I need to generate a full list of row_numbers for a data table with many columns.

In SQL, this would look like this:

select    key_value,    col1,    col2,    col3,    row_number() over (partition by key_value order by col1, col2 desc, col3) from    temp ; 

Now, let's say in Spark I have an RDD of the form (K, V), where V=(col1, col2, col3), so my entries are like

(key1, (1,2,3)) (key1, (1,4,7)) (key1, (2,2,3)) (key2, (5,5,5)) (key2, (5,5,9)) (key2, (7,5,5)) etc. 
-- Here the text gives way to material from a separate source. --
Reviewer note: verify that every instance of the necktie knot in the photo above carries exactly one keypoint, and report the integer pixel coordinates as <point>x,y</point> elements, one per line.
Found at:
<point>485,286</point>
I want to order these using commands like sortBy(), sortWith(), sortByKey(), zipWithIndex, etc. and have a new RDD with the correct row_number

(key1, (1,2,3), 2) (key1, (1,4,7), 1) (key1, (2,2,3), 3) (key2, (5,5,5), 1) (key2, (5,5,9), 2) (key2, (7,5,5), 3) etc. 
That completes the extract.